Briefly, in our context system call B depends on system call A if one of the output arguments of A is eventually used as an input argument for B. The reason why we could be interested in recording this kind of information is that syscall B cannot be re-executed alone, as it probably leverages some resources created by system call A. Details about the dynamic taint-tracking module will be presented in a future blog post.

A very simple example of a data dependency between two system calls is provided by the next figure. Here NtQuerySymbolicLinkObject() operates on the handle of a symbolic link object; this handle value is provided through its first argument. As can be seen from the "taint" column for this system call, the HANDLE argument is tainted with label 257 (the one highlighted in red): this taint label identifies the system call that opened this handle, in this case NtOpenSymbolicLinkObject().

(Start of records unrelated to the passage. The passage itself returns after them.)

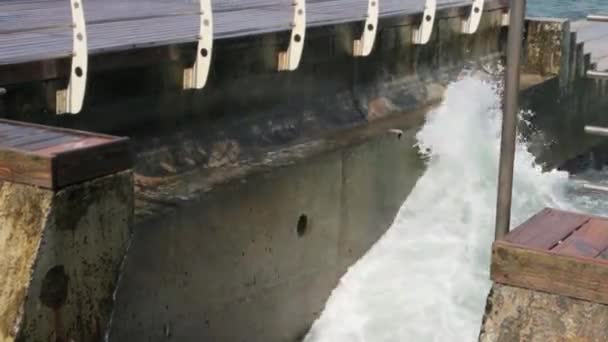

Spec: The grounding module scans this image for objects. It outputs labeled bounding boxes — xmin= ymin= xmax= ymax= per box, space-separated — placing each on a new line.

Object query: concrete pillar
xmin=0 ymin=171 xmax=133 ymax=342
xmin=523 ymin=18 xmax=573 ymax=92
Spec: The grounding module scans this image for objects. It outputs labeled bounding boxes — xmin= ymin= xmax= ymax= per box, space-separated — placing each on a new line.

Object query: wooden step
xmin=0 ymin=119 xmax=131 ymax=190
xmin=492 ymin=208 xmax=608 ymax=305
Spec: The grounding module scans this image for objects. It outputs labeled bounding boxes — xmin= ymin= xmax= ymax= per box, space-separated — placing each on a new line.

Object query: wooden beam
xmin=492 ymin=240 xmax=608 ymax=305
xmin=0 ymin=119 xmax=131 ymax=189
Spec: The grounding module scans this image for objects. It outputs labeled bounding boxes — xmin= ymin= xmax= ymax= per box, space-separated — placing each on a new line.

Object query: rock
xmin=479 ymin=284 xmax=608 ymax=342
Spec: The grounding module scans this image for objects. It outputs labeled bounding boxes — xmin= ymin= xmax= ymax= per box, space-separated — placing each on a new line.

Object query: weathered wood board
xmin=0 ymin=0 xmax=510 ymax=66
xmin=492 ymin=208 xmax=608 ymax=305
xmin=0 ymin=119 xmax=131 ymax=189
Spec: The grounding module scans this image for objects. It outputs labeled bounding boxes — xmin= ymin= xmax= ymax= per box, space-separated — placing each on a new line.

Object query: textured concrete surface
xmin=110 ymin=124 xmax=425 ymax=342
xmin=0 ymin=183 xmax=53 ymax=342
xmin=479 ymin=284 xmax=608 ymax=342
xmin=0 ymin=172 xmax=133 ymax=342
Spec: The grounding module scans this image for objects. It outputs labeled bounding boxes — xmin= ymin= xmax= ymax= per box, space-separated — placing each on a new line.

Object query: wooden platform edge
xmin=0 ymin=148 xmax=53 ymax=188
xmin=52 ymin=137 xmax=132 ymax=190
xmin=491 ymin=240 xmax=608 ymax=305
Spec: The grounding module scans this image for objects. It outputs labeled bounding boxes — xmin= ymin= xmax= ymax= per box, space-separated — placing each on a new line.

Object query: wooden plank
xmin=492 ymin=240 xmax=608 ymax=305
xmin=4 ymin=130 xmax=64 ymax=147
xmin=504 ymin=208 xmax=589 ymax=249
xmin=0 ymin=149 xmax=53 ymax=188
xmin=0 ymin=119 xmax=131 ymax=189
xmin=552 ymin=219 xmax=608 ymax=257
xmin=0 ymin=0 xmax=509 ymax=69
xmin=20 ymin=135 xmax=82 ymax=151
xmin=35 ymin=137 xmax=109 ymax=156
xmin=52 ymin=138 xmax=132 ymax=189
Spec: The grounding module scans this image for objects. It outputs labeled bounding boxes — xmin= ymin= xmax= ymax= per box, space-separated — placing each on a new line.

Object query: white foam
xmin=304 ymin=78 xmax=575 ymax=342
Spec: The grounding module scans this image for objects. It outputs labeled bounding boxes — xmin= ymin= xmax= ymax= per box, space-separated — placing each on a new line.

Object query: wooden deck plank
xmin=504 ymin=208 xmax=589 ymax=249
xmin=552 ymin=219 xmax=608 ymax=257
xmin=0 ymin=119 xmax=131 ymax=189
xmin=0 ymin=0 xmax=507 ymax=66
xmin=493 ymin=208 xmax=608 ymax=306
xmin=3 ymin=131 xmax=65 ymax=148
xmin=21 ymin=135 xmax=83 ymax=151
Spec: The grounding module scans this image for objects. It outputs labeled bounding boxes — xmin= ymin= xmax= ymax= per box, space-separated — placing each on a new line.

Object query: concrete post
xmin=0 ymin=171 xmax=133 ymax=342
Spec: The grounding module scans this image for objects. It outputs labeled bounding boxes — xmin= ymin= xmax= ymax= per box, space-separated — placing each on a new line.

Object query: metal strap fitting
xmin=353 ymin=0 xmax=379 ymax=56
xmin=57 ymin=0 xmax=88 ymax=114
xmin=184 ymin=0 xmax=213 ymax=89
xmin=461 ymin=0 xmax=484 ymax=34
xmin=278 ymin=0 xmax=306 ymax=71
xmin=412 ymin=0 xmax=436 ymax=45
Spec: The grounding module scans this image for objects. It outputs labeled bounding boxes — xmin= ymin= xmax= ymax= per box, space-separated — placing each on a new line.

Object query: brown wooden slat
xmin=21 ymin=135 xmax=83 ymax=151
xmin=36 ymin=137 xmax=110 ymax=156
xmin=4 ymin=131 xmax=64 ymax=147
xmin=492 ymin=240 xmax=608 ymax=305
xmin=552 ymin=219 xmax=608 ymax=257
xmin=0 ymin=128 xmax=38 ymax=142
xmin=52 ymin=138 xmax=132 ymax=189
xmin=0 ymin=119 xmax=131 ymax=189
xmin=0 ymin=123 xmax=20 ymax=133
xmin=504 ymin=208 xmax=589 ymax=249
xmin=0 ymin=149 xmax=53 ymax=188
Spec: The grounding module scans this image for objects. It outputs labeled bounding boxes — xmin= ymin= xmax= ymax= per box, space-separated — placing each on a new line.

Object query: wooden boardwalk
xmin=0 ymin=0 xmax=501 ymax=66
xmin=492 ymin=208 xmax=608 ymax=305
xmin=0 ymin=119 xmax=131 ymax=189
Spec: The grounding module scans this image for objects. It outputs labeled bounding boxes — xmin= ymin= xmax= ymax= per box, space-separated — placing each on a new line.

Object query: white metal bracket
xmin=353 ymin=0 xmax=379 ymax=56
xmin=57 ymin=0 xmax=88 ymax=114
xmin=184 ymin=0 xmax=213 ymax=89
xmin=278 ymin=0 xmax=306 ymax=71
xmin=461 ymin=0 xmax=484 ymax=34
xmin=587 ymin=70 xmax=608 ymax=80
xmin=587 ymin=14 xmax=608 ymax=23
xmin=412 ymin=0 xmax=436 ymax=45
xmin=501 ymin=10 xmax=510 ymax=27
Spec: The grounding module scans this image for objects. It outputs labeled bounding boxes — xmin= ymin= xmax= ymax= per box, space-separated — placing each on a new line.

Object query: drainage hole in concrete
xmin=297 ymin=214 xmax=308 ymax=237
xmin=40 ymin=265 xmax=69 ymax=309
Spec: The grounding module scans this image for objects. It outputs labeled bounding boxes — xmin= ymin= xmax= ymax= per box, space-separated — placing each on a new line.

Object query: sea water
xmin=528 ymin=0 xmax=608 ymax=18
xmin=303 ymin=77 xmax=608 ymax=342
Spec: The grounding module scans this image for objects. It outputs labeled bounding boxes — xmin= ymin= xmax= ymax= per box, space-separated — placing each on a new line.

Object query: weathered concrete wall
xmin=522 ymin=75 xmax=608 ymax=171
xmin=479 ymin=284 xmax=608 ymax=342
xmin=0 ymin=172 xmax=133 ymax=342
xmin=521 ymin=18 xmax=608 ymax=170
xmin=110 ymin=121 xmax=425 ymax=341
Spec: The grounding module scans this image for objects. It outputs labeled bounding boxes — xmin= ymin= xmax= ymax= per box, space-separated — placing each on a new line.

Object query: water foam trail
xmin=304 ymin=77 xmax=572 ymax=342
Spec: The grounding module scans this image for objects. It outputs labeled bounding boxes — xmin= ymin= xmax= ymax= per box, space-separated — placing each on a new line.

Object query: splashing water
xmin=304 ymin=78 xmax=581 ymax=342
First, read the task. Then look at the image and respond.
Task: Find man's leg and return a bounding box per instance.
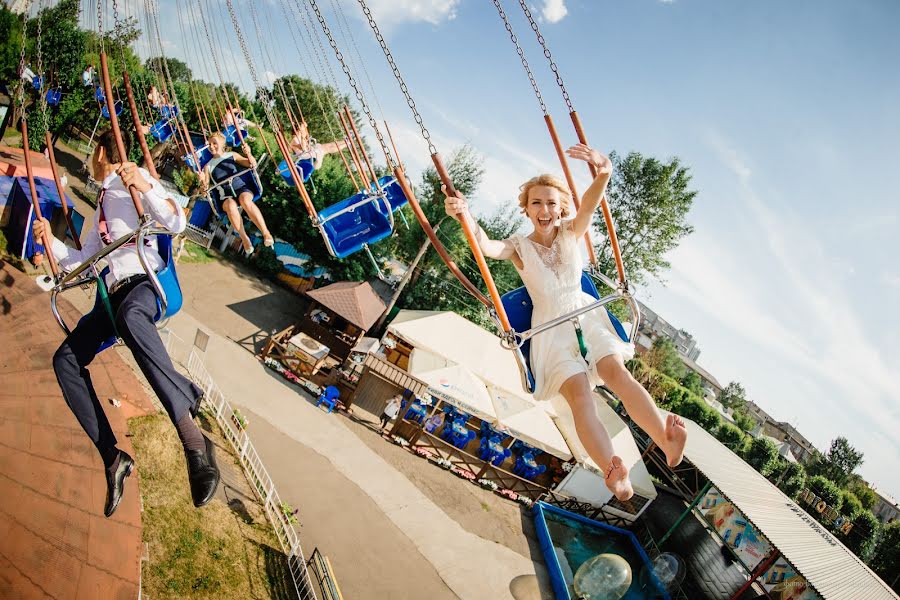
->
[52,309,118,464]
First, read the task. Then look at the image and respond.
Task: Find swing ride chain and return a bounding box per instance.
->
[15,0,31,122]
[36,0,48,119]
[355,0,437,156]
[307,0,395,170]
[517,0,574,113]
[491,0,547,115]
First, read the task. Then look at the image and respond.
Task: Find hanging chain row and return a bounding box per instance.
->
[15,0,32,120]
[354,0,436,156]
[490,0,547,115]
[517,0,573,113]
[36,0,48,119]
[307,0,394,170]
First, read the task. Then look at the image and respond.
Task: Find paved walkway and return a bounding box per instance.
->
[0,261,155,599]
[164,305,550,600]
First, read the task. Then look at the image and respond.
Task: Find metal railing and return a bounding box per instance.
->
[163,331,318,600]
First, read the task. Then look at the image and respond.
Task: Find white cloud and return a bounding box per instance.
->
[360,0,460,27]
[882,272,900,289]
[541,0,568,23]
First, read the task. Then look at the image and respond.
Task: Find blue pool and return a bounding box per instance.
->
[533,502,670,600]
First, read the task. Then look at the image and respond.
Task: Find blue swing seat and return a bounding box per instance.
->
[101,100,123,119]
[158,105,179,119]
[189,160,264,233]
[319,191,392,259]
[32,75,44,90]
[150,119,176,143]
[277,157,315,185]
[95,87,105,102]
[46,88,62,106]
[373,176,409,212]
[77,234,183,354]
[500,272,630,392]
[183,145,213,173]
[222,125,248,147]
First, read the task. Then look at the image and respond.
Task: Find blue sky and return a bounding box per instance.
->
[141,0,900,497]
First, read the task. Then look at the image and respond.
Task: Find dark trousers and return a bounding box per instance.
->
[52,278,201,454]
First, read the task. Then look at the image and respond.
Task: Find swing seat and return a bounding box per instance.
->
[373,176,408,212]
[150,119,176,142]
[319,192,393,259]
[76,234,183,354]
[222,125,248,147]
[500,272,630,393]
[158,105,178,119]
[101,100,123,119]
[95,87,105,102]
[46,88,62,106]
[32,75,44,90]
[186,158,266,250]
[183,145,213,172]
[277,157,315,185]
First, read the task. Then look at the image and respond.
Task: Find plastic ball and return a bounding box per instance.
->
[573,553,632,600]
[639,552,685,594]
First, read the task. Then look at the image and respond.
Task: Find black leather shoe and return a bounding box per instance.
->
[189,395,203,419]
[104,451,135,517]
[185,435,220,507]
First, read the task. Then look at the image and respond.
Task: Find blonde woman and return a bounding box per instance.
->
[289,121,348,170]
[199,132,274,255]
[444,144,687,501]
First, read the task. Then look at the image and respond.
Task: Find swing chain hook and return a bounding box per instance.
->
[517,0,573,113]
[355,0,437,156]
[490,0,547,115]
[308,0,395,170]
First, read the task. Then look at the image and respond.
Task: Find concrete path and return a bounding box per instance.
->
[164,306,548,600]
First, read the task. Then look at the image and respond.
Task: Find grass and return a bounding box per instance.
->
[130,412,298,600]
[178,242,219,264]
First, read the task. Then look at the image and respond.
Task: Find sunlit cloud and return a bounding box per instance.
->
[542,0,568,23]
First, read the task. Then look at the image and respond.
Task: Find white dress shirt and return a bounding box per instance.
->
[51,169,186,288]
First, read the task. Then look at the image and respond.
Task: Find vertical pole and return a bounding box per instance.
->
[343,106,379,191]
[44,131,81,250]
[659,480,712,546]
[122,71,159,179]
[21,120,60,277]
[338,108,367,187]
[728,549,781,600]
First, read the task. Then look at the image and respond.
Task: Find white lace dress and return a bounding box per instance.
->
[509,221,635,401]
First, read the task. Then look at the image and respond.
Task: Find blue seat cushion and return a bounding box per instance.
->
[374,176,408,212]
[278,157,315,185]
[319,192,393,259]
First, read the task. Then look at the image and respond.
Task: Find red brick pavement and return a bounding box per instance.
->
[0,261,156,599]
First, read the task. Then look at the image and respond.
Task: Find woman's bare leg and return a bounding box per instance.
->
[222,198,252,252]
[596,354,687,467]
[560,373,633,501]
[237,192,273,244]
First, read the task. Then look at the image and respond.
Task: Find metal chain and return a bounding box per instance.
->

Data dependency between NtOpenSymbolicLinkObject() and NtQuerySymbolicLinkObject() system calls; the former defines a handle value (0x00000010) that is then used by the latter

Conclusions

This post just sketched out the basic idea behind QTrace and its architecture. QTrace is now available open source, but do not expect it to be bug-free ;-) In some future blog posts I will discuss QTrace internals more in detail, describing the syscall tracer, the taint-tracking engine and providing some use cases.